The researchers can’t tell why the older brother required trephination. The practice was used to relieve pressure in the skull or treat symptoms of epilepsy and sinusitis. Ancient Mesopotamian texts also suggest that the operation might have been “curative to supernatural or otherworldly conditions,” Kalisher said.

“The skeletal evidence tells us that this individual endured illness for a prolonged time, which, assuming it was left untreated, likely progressed,” Kalisher said. “This elite individual was privileged enough to endure infection for a long time, and also had a high-level cranial operation, which leads us to posit that the trephination was done in direct response to a declining state.”

Regardless of why the older brother had the surgery, he died within days or hours afterward, based on the lack of bone healing researchers noted during their analysis.

Many questions remain after studying the bones of the two brothers, Kalisher said.
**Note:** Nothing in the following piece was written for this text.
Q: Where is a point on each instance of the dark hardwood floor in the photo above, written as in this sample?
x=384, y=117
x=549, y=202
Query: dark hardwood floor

While the skeletal evidence suggests the brothers had leprosy, more research is needed to make a clear determination. If the analysis reveals bacterial DNA that aligns with leprosy, the brothers may have experienced one of the earliest documented cases of the disease.

“Leprosy can spread within family units, not just because of the close proximity but also because your susceptibility to the disease is influenced by your genetic landscape,” Kalisher said.

Kalisher is also puzzled as to why the skull pieces removed from the older brother were included in his burial. Only two other examples of this have been found in the past, in England and Peru.

“In our study, we consider if the excised bone pieces were reinserted into the head because the practitioner thought it would facilitate healing,” Kalisher said. “But, I also come back to the medicinal/magical dichotomy we impose on the past. It is possible that the excised bones also held some other, non-medical purpose, leading to its inclusion with the individual. It is simply unknowable to us. So for now, this mystery remains unsolved.”

There are larger questions about ancient trephination researchers want to answer, like why some were made using analog drills to create round holes, while others are square or triangular.

But in regards to the brothers, it’s clear that the two men were not considered outcasts or “othered” because of their health issues. People close to the brothers cared for them and made sure they were laid to rest with proper burial traditions, the researchers said.